Kayak Fisherman Ireland


As with the freshwater rods, freshwater reels are also very diverse in their selection. Each serves its own purpose and can be broken down into four main categories; this is how I am going to approach them.


a small baitcasting multiplier reel


It is far less common to find freshwater anglers using multiplier reels in Ireland than saltwater anglers. This trend is slowly starting to change as more and more realise the benefits of the multiplier, especially the predator anglers using lures. The multipliers I favour for freshwater Irish lure fishing are small ABU baitcasters, loaded with 30lb braid.



a pair of fixed spooled reels


A more common choice for the Irish freshwater angler, fixed-spool reels come in all sorts of shapes and sizes. I favour those produced by Shimano and I think a drag on the front of the reel is far more responsive to those with rear end drag. I own a range of fixed-spool reels and lines on them vary from 2lb/1kg breaking strain monofilament to 15lb/7kg, depending on what type of fishing I am using them for.

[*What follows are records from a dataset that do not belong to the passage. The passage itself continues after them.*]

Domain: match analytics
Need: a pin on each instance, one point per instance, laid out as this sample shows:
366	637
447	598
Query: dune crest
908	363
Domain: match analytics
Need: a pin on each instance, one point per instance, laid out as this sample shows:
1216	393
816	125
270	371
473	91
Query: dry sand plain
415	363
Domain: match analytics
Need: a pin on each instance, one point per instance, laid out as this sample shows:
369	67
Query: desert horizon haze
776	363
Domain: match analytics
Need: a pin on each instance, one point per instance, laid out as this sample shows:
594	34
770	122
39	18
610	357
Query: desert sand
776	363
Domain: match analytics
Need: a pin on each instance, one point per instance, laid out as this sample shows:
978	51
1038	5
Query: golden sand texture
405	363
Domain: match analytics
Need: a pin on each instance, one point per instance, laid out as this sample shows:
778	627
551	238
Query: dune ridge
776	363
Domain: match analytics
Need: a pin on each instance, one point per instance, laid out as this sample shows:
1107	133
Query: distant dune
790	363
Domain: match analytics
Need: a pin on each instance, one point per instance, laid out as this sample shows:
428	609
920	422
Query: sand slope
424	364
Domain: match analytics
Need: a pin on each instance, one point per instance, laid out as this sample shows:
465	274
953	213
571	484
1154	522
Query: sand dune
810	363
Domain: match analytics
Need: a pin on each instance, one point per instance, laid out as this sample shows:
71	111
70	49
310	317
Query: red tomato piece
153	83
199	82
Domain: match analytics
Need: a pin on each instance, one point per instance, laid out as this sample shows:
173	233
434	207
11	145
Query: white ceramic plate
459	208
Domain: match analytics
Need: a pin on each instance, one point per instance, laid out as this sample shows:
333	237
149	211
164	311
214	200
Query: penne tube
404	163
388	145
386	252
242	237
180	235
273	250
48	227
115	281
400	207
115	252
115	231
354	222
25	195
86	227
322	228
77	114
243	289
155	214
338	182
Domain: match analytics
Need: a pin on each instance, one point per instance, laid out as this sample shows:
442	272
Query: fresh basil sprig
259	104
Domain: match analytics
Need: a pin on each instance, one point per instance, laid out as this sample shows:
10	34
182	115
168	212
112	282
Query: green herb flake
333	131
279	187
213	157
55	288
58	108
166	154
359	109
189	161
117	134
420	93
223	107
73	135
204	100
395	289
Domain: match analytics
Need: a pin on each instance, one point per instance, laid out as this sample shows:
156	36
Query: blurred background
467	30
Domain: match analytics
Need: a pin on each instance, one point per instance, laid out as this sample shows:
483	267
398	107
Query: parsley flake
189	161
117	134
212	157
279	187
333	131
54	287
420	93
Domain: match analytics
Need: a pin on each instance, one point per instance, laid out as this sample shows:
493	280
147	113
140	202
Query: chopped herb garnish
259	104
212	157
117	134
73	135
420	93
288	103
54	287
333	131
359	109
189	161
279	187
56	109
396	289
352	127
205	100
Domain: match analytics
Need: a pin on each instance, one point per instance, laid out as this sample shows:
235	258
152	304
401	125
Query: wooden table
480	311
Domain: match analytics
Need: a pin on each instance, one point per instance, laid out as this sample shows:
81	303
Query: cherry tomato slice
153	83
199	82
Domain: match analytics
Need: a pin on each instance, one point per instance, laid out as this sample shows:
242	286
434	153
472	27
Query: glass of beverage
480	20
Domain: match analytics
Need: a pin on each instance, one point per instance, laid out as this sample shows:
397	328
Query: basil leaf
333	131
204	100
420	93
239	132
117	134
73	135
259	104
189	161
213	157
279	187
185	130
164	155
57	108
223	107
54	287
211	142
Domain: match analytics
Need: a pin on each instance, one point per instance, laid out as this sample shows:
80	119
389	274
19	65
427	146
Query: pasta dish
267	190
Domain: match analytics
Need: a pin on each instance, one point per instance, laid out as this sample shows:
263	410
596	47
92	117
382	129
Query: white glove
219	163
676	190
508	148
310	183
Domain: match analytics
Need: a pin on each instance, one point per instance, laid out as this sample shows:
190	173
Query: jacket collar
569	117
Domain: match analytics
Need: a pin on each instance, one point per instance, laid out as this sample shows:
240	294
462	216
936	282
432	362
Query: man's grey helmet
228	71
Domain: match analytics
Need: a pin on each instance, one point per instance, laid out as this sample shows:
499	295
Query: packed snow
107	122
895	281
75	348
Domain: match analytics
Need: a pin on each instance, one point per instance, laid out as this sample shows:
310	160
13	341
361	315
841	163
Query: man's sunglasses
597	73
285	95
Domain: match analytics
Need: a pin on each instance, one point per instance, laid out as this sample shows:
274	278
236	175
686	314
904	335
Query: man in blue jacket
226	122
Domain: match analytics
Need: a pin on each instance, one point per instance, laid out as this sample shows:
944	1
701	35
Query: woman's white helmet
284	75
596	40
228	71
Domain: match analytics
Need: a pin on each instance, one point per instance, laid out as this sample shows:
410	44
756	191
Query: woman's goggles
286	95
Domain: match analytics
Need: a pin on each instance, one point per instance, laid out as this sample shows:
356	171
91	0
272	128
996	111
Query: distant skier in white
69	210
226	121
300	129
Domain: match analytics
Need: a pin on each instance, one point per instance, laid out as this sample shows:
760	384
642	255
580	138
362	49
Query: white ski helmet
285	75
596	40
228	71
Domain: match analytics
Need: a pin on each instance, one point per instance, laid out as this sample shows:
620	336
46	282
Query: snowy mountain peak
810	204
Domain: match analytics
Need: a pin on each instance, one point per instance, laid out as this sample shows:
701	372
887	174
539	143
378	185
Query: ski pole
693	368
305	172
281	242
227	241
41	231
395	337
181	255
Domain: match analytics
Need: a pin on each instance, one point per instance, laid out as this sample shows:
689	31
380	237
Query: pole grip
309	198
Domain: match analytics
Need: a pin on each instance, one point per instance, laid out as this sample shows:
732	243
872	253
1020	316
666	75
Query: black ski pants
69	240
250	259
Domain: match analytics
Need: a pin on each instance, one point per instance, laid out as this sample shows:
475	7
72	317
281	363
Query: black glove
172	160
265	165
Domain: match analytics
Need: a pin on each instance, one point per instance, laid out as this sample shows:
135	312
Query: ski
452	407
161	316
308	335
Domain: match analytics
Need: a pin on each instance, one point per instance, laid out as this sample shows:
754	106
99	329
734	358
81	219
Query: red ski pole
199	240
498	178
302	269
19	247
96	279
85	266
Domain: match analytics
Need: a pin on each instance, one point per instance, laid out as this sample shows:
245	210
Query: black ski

a beautiful Adcock-Stanton centrepin reel


A very traditional style reel but one that is enjoying resurgence in popularity. If you like float fishing at close range or trotting then there really is no finer reel to use for the method than a centrepin, particularly for trotting. The line control that a reel of this type gives when trotting is unparalleled. I was more than fortunate to receive an Adcock Stanton reel as a gift and it is one of my most treasured possessions. It is loaded with light monofilament line.





a fly reel

Fly Reels

A lot of anglers are of the opinion that a fly reel is the least important part of a fly fishing setup and I would be inclined to agree with them. I pull all the line off and leave it out for casting and I play nearly all fish by hand so all the reel really does is hold the line when not in use! For this reason I opted for cheaper Leeda reels that utilise a cassette type spool. This allows me to carry a range of lines that are easily interchangeable from floating lines right down to the ultra fast sinkers. When fishing in Ireland it is important to make sure that all your reels have plenty of good quality backing on them – you never know what is going to take your fly next!